MONTSERRAT CARULLA
Análisis
Exposición didáctica de ideas, conjeturas o hipótesis, a partir de unos hechos de actualidad comprobados —no necesariamente del día— que se reflejan en el propio texto. Excluye los juicios de valor y se aproxima más al género de opinión, pero se diferencia de él en que no juzga ni pronostica, sino que sólo formula hipótesis, ofrece explicaciones argumentadas y pone en relación datos dispersos

Montserrat Carulla: una gran reina de la escena

La matriarca protagonizó una larguísima carrera tan cargada de poderío escénico como de popularidad

Montserrat Carulla, en una imagen de 2015.
Montserrat Carulla, en una imagen de 2015.Servicio Ilustrado (Automático) (Europa Press)

Montserrat Carulla murió ayer a los noventa años: nadie lo diría. Siempre fue muy atractiva, y capaz de interpretar por igual teatro de humor que piezas dramáticas. Tenía una fuerza que brotaba de su mirada y que no dejó nunca de exhalar, y una dicción clara y poderosa, tanto en catalán como en castelllano. A mí me recordaba a una de las grandes reinas del boulevard: Jacqueline Maillan. Pensar en la Carulla es pensar, obviamente, en una familia teatral: en su primer marido, Felipe Peña; en sus hijos, Roger y Vicky Peña, las hermanas de Roger y Vicky (Isabel y Marina), y en Mario Gas, el compañero de Vicky Peña.

La matriarca no dejó de trabajar (teatro, La música de les paraules, dirigida por su hijo en 2016, y series de televisión, Sé quien eres, del año siguiente) y sus grandes éxitos comienzan a desbordar la lista con piezas de Josep Maria de Sagarra entre finales de los 50 y comienzos de los 60 (Soparem a casa, El fiscal Recasens, la versión sagarriana de Romeo y Julieta) hasta los primeros 2000, cuando alcanza sus cotas de poderío y popularidad.

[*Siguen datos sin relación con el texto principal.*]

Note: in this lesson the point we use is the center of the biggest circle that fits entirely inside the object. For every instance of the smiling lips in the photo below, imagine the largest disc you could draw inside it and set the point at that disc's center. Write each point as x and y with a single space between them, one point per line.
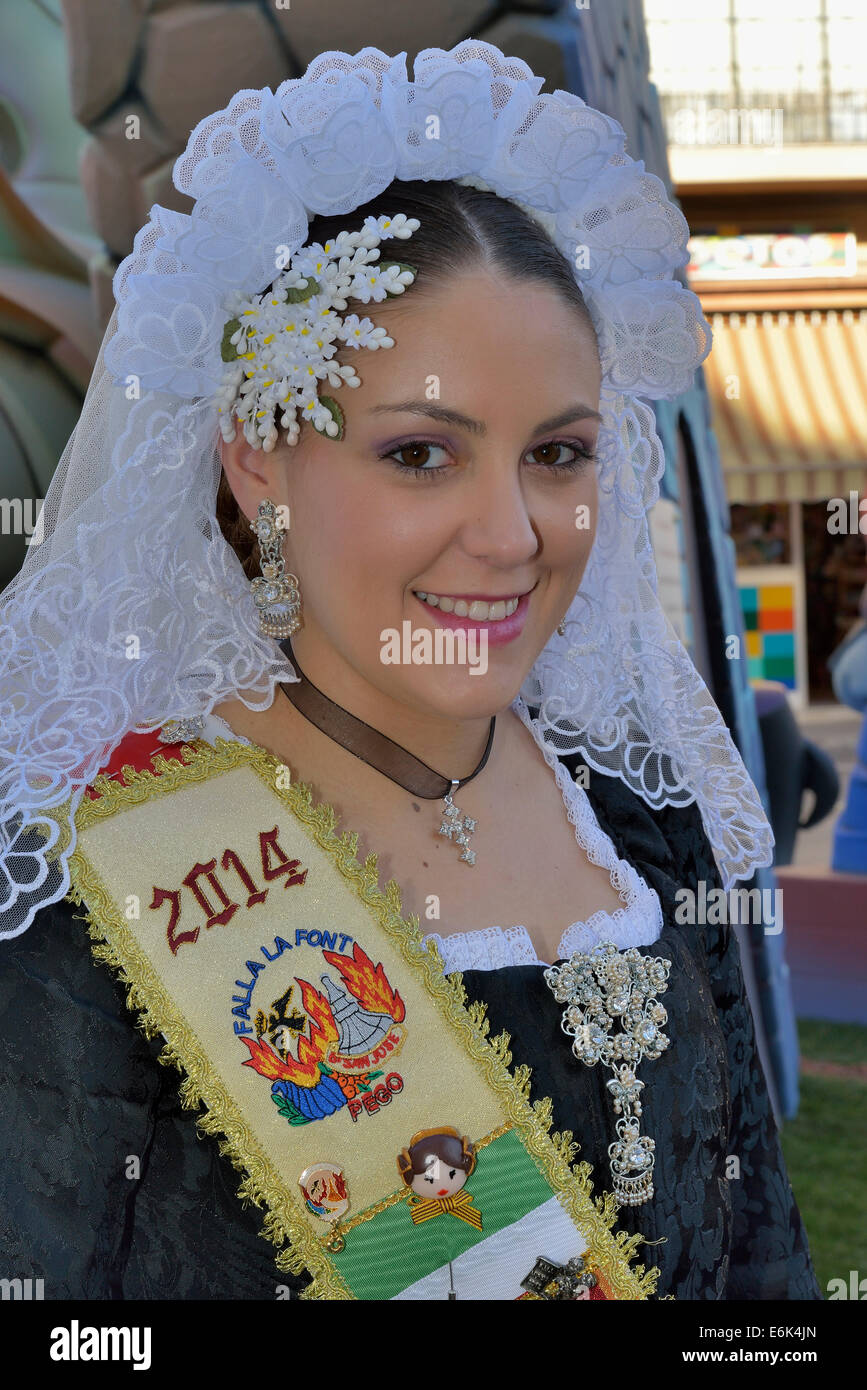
480 610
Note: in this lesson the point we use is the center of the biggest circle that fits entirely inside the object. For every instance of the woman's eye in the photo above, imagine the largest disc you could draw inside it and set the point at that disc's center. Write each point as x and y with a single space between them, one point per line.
550 455
417 456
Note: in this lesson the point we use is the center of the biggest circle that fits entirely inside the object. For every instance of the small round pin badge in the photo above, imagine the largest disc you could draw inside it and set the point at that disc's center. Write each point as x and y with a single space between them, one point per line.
327 1197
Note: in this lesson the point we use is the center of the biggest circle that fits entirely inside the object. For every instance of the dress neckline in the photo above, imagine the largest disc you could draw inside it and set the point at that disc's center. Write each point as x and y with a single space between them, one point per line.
638 922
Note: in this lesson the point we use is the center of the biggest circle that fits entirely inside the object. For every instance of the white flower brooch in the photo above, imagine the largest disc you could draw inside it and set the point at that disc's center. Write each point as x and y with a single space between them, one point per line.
278 345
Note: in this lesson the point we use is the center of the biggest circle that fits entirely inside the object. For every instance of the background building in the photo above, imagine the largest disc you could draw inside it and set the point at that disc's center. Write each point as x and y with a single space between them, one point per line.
766 113
139 74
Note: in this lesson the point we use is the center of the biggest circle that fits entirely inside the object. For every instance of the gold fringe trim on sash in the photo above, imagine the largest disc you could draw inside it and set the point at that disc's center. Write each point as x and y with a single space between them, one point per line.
610 1253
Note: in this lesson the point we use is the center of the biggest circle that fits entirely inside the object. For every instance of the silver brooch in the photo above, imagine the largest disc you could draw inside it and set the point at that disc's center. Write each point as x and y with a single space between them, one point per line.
181 730
599 987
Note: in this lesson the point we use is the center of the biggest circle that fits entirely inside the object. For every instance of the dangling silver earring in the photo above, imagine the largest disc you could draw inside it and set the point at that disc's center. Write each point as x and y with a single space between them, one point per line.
277 595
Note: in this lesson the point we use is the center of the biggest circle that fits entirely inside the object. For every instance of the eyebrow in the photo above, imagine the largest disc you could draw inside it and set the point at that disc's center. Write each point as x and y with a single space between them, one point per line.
456 417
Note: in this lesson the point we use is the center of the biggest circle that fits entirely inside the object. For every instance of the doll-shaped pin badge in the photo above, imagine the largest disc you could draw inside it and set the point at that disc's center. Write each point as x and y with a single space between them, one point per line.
435 1168
327 1196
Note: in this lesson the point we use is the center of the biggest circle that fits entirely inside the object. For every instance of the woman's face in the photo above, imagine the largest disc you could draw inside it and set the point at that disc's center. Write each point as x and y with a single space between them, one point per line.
463 474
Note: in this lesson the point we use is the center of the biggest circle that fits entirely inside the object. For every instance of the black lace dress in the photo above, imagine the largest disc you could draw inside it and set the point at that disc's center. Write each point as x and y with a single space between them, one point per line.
84 1104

Se impone, pues, elegir, de entre muchos, los títulos que protagonizó en Madrid y Barcelona. En 1965, por ejemplo, José Luis Alonso la dirigió en los amplios repartos de El zapato de raso, de Claudel, A Electra le sienta bien el luto, de O´Neill, y La dama duende, de Calderón. En 1970, y Barcelona, brilla en Flor de cactus, de Barillet y Grégy, dirigida por Sergi Schaff (que en Madrid protagonizaron Julia Gutiérrez Caba y Alberto Closas), 40 quilates, también de Barillet y Grédy, a las órdenes de Closas, y dos éxitos de Ricard Salvat, en 1971: El caballero de Olmedo, de Lope, y La filla del mar, de Guimerà. En los setenta hay temporadas que actúa en cuatro o cinco piezas por año. Entre mediados y finales de los setenta hay que distinguir, entre muchas, nada menos que Roses roges per a mi, de Sean O’Casey; Equus, de Peter Schaffer; La gata sobre el tejado de zinc caliente, de Tennessee Williams; Panorama desde el puente, de Miller (de nuevo con Alonso, en Madrid), y el exitoso Hamlet con Enric Majó a las órdenes de Pere Planella en 1980.

En la década de los 80 cabe destacar Revolta de bruixes, de Benet i Jornet, a las ordenes de Montanyés y Sagarra, y los primeros montajes de Lluís Pasqual Primera història d’Esther, de Espriu; Luces de bohemia, de Valle). Mario Gas la dirige en El temps i els Conway, de Priestley; John Strasberg, en Maria Rosa, de Guimerà.

A finales de los 90, la Carulla sigue estando espléndida en Àngels a Amèrica, de Kushner, que inaugura el Teatre Nacional de Catalunya (TNC) dirigida por Flotats. Mario Gas la llama para un brillante papel en Guys and Dolls, de Runyon, Loesser, Swerling y Burrows, y dos piezas donde brillan madre e hija, Montserrat Carulla y Vicky Peña: en la tremenda La reina de bellesa de Leenane, de Martin McDonagh, y el gran musical A Little Night Music, de Sondheim y Wheeler.

Ya en los años 2000, Joan Ollé saca lo mejor de la madurez de la estrella con La plaça del diamant, de Mercè Rodoreda; Coral romput, de Vicent Andrés Estellés; El quadern gris, de Josep Pla, y El jardí dels cinc arbres, de Espriu. Desde entonces hasta su desaparición, a Carulla le quedan veinte representaciones. Y sigue en televisión y películas: la última, en 2015, Barcelona, noche de invierno. Dos errores fruto de la apresurada despedida: en el mundo rutilante de Montserrat Carulla no hay que conjugar términos como “desaparición” y “última”. ¡Larga vida, maestra!